Das Projekt
«Was hab ich?» haben wir hier ja auch schon präsentiert, es wurde in Deutschland vielfach ausgezeichnet: Dabei übersetzen Medizinstudenten und Ärzte ehrenamtlich Befunde auf Alltagsdeutsch. Kostenlos und anonym können die Patienten also online erfahren, was der Doktor über sie geschrieben hat.
Jetzt startet der «Übersetzungsdienst» mit einer Schweizer Site. Ab sofort können hiesige Patienten auf
Washabich.ch ihre Befunde einreichen. Innert weniger Tage erhalten sie eine Übersetzung des «Mediziner-Lateins».
Trainingsfeld für Mediziner
Unterstützt werden die «Was hab ich?»-Macher von der Insel Gruppe: Der Berner Spitalverbund wird dem Startup beim Aufbau eines Schweizer Netzwerks helfen.

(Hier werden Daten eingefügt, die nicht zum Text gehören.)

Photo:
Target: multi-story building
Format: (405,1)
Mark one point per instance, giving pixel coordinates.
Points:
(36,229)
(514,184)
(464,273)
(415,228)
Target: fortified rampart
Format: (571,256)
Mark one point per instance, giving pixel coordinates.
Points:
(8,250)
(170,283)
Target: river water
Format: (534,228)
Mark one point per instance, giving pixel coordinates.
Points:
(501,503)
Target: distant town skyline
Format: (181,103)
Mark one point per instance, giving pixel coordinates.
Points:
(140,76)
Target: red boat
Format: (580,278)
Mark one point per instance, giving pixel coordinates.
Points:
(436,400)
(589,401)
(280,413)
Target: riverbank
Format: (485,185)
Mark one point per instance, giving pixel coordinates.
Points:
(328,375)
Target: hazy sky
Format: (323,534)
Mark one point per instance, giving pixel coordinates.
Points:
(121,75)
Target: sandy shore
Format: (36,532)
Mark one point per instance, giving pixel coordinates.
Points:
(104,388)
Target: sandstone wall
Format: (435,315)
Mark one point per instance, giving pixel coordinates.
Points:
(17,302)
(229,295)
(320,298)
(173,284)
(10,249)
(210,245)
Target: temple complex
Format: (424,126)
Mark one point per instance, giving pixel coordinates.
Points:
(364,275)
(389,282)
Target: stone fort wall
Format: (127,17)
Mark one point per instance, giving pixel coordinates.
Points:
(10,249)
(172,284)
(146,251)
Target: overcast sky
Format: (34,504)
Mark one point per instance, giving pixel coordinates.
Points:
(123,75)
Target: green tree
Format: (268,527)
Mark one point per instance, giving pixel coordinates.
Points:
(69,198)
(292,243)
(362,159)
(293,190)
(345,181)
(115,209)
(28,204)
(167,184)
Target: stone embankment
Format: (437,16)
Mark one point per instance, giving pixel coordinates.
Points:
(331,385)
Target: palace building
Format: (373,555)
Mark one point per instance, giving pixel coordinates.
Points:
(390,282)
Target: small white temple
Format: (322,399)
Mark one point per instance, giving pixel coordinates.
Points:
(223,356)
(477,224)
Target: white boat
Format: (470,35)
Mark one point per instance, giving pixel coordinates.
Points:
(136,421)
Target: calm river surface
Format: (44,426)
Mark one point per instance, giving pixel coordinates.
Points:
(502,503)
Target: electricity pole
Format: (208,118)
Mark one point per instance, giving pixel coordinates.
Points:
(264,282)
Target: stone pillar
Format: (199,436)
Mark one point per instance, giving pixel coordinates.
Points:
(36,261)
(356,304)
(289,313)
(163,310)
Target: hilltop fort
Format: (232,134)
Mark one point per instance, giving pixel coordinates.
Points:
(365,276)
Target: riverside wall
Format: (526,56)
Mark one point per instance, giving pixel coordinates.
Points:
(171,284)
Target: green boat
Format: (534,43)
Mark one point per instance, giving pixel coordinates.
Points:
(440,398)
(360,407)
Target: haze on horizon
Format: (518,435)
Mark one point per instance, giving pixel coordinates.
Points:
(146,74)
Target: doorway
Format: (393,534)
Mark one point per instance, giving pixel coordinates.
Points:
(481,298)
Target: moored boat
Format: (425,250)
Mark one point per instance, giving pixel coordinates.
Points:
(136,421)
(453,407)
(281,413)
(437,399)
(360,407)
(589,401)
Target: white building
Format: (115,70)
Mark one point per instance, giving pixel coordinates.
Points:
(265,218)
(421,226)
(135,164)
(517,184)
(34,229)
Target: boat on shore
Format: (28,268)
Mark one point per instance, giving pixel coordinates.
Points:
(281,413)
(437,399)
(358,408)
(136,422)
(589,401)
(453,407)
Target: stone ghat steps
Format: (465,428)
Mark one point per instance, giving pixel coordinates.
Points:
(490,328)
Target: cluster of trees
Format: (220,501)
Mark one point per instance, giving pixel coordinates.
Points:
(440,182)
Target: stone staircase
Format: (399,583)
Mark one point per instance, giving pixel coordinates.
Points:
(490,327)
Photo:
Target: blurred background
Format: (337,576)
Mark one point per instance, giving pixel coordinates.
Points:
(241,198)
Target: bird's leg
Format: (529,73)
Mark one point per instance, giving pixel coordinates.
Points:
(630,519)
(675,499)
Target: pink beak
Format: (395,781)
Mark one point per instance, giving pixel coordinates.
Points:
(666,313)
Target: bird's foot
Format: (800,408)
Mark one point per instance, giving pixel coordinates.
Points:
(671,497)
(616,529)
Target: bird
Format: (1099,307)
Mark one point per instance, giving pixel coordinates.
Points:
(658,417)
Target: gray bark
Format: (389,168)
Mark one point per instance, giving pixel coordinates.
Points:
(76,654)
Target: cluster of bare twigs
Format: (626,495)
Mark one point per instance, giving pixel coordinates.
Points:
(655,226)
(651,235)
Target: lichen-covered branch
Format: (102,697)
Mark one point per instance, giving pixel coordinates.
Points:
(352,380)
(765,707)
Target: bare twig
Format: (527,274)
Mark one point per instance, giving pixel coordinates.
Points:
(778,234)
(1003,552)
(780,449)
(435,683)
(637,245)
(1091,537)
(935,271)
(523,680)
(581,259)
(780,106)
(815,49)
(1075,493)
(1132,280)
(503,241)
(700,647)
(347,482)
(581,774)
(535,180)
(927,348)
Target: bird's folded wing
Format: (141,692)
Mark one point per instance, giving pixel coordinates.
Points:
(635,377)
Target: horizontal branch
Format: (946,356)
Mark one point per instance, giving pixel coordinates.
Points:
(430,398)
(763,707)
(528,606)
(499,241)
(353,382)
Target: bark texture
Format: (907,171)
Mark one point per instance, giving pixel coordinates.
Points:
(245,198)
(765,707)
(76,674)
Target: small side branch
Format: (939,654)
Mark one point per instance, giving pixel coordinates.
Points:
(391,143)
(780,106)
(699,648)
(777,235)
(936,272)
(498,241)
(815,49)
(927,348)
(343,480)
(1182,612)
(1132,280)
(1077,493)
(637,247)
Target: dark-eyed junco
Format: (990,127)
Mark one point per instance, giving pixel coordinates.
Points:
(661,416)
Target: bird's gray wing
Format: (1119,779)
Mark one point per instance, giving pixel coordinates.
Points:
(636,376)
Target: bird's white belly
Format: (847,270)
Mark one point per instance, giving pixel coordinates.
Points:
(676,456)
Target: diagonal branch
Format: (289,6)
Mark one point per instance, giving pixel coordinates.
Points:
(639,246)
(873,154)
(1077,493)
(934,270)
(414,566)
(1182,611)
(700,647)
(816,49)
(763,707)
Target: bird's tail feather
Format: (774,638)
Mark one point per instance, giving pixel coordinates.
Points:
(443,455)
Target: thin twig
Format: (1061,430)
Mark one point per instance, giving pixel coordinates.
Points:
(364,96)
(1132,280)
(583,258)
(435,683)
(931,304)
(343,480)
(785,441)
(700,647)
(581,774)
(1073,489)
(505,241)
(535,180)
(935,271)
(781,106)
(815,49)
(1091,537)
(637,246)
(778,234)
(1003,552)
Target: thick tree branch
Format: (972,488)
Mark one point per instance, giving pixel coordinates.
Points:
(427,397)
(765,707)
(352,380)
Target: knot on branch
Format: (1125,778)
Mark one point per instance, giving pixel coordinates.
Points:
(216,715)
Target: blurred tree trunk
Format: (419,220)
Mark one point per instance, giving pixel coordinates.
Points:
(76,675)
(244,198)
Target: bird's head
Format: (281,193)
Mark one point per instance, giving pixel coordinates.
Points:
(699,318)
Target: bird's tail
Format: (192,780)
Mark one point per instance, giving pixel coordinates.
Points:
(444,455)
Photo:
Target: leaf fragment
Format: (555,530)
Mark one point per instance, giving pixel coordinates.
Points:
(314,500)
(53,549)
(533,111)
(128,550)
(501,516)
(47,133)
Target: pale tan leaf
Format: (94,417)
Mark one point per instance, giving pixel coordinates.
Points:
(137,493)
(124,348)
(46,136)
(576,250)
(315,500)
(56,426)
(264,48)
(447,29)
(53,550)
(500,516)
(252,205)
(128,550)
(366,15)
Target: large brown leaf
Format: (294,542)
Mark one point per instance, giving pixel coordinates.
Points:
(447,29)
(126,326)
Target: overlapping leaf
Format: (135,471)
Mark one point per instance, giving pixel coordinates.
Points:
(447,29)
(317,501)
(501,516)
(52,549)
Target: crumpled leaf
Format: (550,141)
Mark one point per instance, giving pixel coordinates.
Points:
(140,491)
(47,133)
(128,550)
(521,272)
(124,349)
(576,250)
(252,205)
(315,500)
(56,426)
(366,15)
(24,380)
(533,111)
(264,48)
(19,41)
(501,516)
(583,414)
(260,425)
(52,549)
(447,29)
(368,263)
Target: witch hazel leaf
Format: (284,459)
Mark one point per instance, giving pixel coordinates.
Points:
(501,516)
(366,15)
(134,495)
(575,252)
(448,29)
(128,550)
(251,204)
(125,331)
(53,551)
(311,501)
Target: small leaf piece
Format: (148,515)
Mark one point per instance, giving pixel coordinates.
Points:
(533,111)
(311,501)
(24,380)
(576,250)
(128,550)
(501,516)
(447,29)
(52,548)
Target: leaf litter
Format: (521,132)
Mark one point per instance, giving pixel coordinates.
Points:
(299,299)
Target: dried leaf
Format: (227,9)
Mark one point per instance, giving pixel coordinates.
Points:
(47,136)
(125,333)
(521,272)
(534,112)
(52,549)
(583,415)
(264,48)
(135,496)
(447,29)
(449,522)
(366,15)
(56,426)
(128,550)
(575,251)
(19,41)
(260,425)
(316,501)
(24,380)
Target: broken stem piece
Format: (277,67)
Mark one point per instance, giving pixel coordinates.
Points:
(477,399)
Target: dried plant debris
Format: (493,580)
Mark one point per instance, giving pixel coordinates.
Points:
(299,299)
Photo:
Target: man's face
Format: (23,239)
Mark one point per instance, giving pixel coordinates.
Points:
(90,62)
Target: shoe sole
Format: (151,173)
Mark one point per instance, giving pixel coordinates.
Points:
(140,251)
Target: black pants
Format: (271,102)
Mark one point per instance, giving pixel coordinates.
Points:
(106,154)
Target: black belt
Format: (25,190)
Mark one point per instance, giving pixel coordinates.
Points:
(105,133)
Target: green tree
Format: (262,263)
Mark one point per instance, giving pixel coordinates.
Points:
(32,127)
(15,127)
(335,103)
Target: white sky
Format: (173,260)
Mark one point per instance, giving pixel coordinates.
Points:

«Wir sind überzeugt, dass ein informierter Patient viel besser am Behandlungs- und Heilungsverlauf teilnehmen kann», sagt Henrik Pfahler, Bereichsleiter Medizinsteuerung der Insel Gruppe in Bern. «Auf der anderen Seite lernen Medizinstudierende so schon in ihrer Ausbildung, sich laienverständlich auszudrücken.» — «Was hab ich?» quasi als Intensiv-Training in patientenfreundlicher Kommunikation…
Online-Auftritt von «Was hab ich?» Schweiz
Zu den Starthelfern in der Schweiz zählt auch die
Stiftung Konsumentenschutz: Die neue Site ermögliche es hiesigen Patienten, «ihre Rolle im Gesundheitssystem aktiv wahrzunehmen», sagt Ivo Meli, Projektleiter Gesundheit der SKS. «Damit kommen wir unserem Anliegen, unnötige Behandlungen zu vermeiden und damit die Versorgungsqualität zu verbessern, ein Stück näher.»
Unterstützung zugesagt haben ferner die Swiss Medical Students‘ Association
Swimsa sowie dem Assistenz- und Oberärzteverband
VSAO.
Erstes Ziel ist nun, viele Schweizer Mediziner, ob angehend oder erfahren, für das Ehrenamt als Übersetzer zu gewinnen. Gesucht seien auch weitere Unterstützer für das gemeinnützige Projekt, so die
Mitteilung der Insel Gruppe.
Wer versteht, fragt besser
«Was hab‘ ich?» war 2011 von Studenten in Dresden gegründet worden. Es basiert auf der einfachen Idee, das Wissen von Medizinstudierenden gratis für die Patienten zugänglich zu machen. «Unsere Vision ist es, Arzt und Patienten auf Augenhöhe zu bringen», sagt Mitgründer und Geschäftsführer Ansgar Jonietz. «Denn wer seinen Befund versteht, der kann dem Arzt im nächsten Gespräch bessere Fragen stellen. Der kann informiertere Entscheidungen treffen – zum Beispiel für oder gegen eine Operation.»
Bis heute wurden in Deutschland via «Was hab ich?» knapp 35'000 Befunde übersetzt.
«Good-bye» auf Deutsch: Eine Kooperation von «Was hab ich?» und den Paracelsus-Kliniken
In Deutschland taten sich die «Was hab ich?»-Macher Ende 2015 auch mit den Paracelsus-Kliniken zusammen – also einer Gesundheitsgruppe mit rund 40 Einrichtungen. Gemeinsam lancierten sie die Idee eines «Entlassungs-Briefes».
Das heisst: Jeder Patient der Inneren Abteilung erhält den vorläufigen Arztbrief, der nach dem stationären Aufenthalt an den Hausarzt geht, als Patientenbrief nach Hause geschickt – in Alltagssprache. Die Arztbriefe werden von Mitarbeitern von «Was hab‘ ich?» übersetzt; die Kosten trägt komplett die Klinik. Das Gemeinschaftsprojekt wird aber auch vom deutschen Gesundheitsministerium gefördert.
Patienten vergessen Informationen rasch
Im Hintergrund steht, dass viele Menschen den Bekannten oder Verwandten gar nicht recht erklären können, was nun medizinisch Sache ist bei ihnen – und sie vergessen auch innert Kürze bis zu 80 Prozent der Informationen, die ihnen der Arzt gegeben hat.
Die Macher der Paracelsus-Kliniken hoffen, dass das Projekt auch die Art verändert, wie Patienten mit ihren Ärzten reden, und dass der Dialog partnerschaftlicher wird.
Der Versuch stiess in der ersten Phase auf grosse Resonanz:
Zwei von drei Patienten nutzten das Angebot in den ersten neun Monaten.